Learning to let go on the great roller coaster of life
My coworker, my friend, suffered a terrible tragedy. Over the weekend, her sister took her own life.
We are a small office of less than 20 people. We don’t do backstabbing or politics. We like each other and are genuinely friendly both in and out of the office. We know each other’s spouses, parents, children and siblings by name. We met our coworker’s sister. She was a bright, funny woman who loved animals and singing. We are grieving with our coworker. Our friend.
All day I found myself periodically choking back tears imagining the horrible pain she and her family is going through. It is unfathomable to me.

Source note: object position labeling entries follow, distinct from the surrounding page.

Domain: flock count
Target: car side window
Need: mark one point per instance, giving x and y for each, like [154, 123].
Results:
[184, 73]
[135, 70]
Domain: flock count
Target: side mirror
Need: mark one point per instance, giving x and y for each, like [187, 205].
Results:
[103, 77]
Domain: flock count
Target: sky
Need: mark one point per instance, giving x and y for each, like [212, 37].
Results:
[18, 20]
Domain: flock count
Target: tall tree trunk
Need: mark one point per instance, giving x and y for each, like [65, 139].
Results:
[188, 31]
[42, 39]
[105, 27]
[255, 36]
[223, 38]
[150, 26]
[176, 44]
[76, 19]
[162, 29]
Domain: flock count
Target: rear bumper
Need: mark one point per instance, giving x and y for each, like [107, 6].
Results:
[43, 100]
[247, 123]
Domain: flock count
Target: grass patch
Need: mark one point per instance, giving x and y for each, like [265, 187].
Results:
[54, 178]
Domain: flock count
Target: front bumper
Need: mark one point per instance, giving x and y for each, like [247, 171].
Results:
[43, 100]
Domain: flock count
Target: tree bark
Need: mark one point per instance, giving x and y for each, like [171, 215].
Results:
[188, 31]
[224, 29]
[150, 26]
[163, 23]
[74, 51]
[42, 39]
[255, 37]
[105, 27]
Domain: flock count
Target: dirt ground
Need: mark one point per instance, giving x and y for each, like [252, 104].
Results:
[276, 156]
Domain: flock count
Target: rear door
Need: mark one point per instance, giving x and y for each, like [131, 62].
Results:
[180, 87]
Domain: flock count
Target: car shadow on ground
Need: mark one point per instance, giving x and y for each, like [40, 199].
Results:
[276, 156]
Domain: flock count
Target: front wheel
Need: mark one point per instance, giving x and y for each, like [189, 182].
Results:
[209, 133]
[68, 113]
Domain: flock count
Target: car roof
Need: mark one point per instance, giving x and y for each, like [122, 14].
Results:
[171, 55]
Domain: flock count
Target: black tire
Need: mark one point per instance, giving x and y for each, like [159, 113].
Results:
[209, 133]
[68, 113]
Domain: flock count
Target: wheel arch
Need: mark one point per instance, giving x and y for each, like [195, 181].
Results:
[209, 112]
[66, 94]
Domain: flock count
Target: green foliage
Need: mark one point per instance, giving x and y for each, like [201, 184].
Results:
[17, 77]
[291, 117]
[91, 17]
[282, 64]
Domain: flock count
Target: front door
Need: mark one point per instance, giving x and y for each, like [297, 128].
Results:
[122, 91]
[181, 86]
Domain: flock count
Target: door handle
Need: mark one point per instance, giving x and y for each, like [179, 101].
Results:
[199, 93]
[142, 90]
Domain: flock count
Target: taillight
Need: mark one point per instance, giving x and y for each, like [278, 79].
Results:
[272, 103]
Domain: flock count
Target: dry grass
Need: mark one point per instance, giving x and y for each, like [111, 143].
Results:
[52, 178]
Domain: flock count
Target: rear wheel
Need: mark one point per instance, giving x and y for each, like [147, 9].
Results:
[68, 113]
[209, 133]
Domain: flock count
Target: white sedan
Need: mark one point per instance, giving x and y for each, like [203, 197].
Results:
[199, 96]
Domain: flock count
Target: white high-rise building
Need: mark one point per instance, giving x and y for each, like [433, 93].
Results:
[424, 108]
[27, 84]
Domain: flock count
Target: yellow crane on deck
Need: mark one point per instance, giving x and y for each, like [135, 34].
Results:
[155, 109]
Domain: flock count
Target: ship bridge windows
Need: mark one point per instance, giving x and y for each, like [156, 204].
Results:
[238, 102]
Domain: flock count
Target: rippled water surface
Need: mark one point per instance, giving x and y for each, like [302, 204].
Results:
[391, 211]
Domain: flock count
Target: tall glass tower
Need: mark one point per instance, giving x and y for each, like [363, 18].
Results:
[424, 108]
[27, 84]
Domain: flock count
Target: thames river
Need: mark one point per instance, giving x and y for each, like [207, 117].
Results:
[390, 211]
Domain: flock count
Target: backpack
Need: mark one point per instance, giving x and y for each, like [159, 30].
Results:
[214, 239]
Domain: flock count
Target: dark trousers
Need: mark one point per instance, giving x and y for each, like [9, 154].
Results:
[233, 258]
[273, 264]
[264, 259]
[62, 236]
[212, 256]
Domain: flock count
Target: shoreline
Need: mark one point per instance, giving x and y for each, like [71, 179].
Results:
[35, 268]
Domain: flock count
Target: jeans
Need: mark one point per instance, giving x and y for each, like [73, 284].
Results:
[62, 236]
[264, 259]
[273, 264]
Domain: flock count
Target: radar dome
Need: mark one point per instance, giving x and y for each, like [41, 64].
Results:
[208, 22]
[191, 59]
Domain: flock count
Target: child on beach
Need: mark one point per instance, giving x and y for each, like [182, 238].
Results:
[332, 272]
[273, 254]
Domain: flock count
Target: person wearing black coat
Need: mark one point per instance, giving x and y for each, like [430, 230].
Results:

Only two days ago, I wrote about the close bond between sisters, and my coworker certainly shared such a bond with hers. They were roommates. When they weren’t working, they were together.
I think of her parents. The pain. The guilt (undoubtedly there whether deserved or not). The emotional wreckage. The baggage. The second guessing. The hyper-analyzing of words recently said, as well as those those that were not. The horrible void that will never be filled. The tears that will always flow.
I ache for them with every cell. I can imagine nothing worse than losing a child, and even more so in such a senseless, sudden way.
I came home from work last night and wrapped myself around my daughters, trying to fold them into me, make them part of me again so that I can protect them, keep them happy and warm and safe and by my side so that I can watch over them now and always. Thoughts of them growing up and away from me present too many fears and worries to count.
* * *
When I was girl, I loved to ride roller coasters – the old wooden ones were the best. I’d ride them over and over, but could never completely let go – literally. I’d cling to the safety bar in front of me while other riders sat with their arms in the air, waving to friends on the ground below as they plummeted through space, nothing holding them in but a regular old seat belt and that one thin bar. They trusted that they’d still be in those seats when the coaster ascended its trough on the other side. I’m not sure I ever did.
I know someday I’ll have to let go on this crazy ride called motherhood. I’ll have to release my fear and trust that I’ve built a bar strong enough to keep my daughters in their seats even when they fall through space. I’ll have to trust that no matter how dramatic the fall, they’ll come up on the other side, with me standing on the ground below, waving, hoping, praying.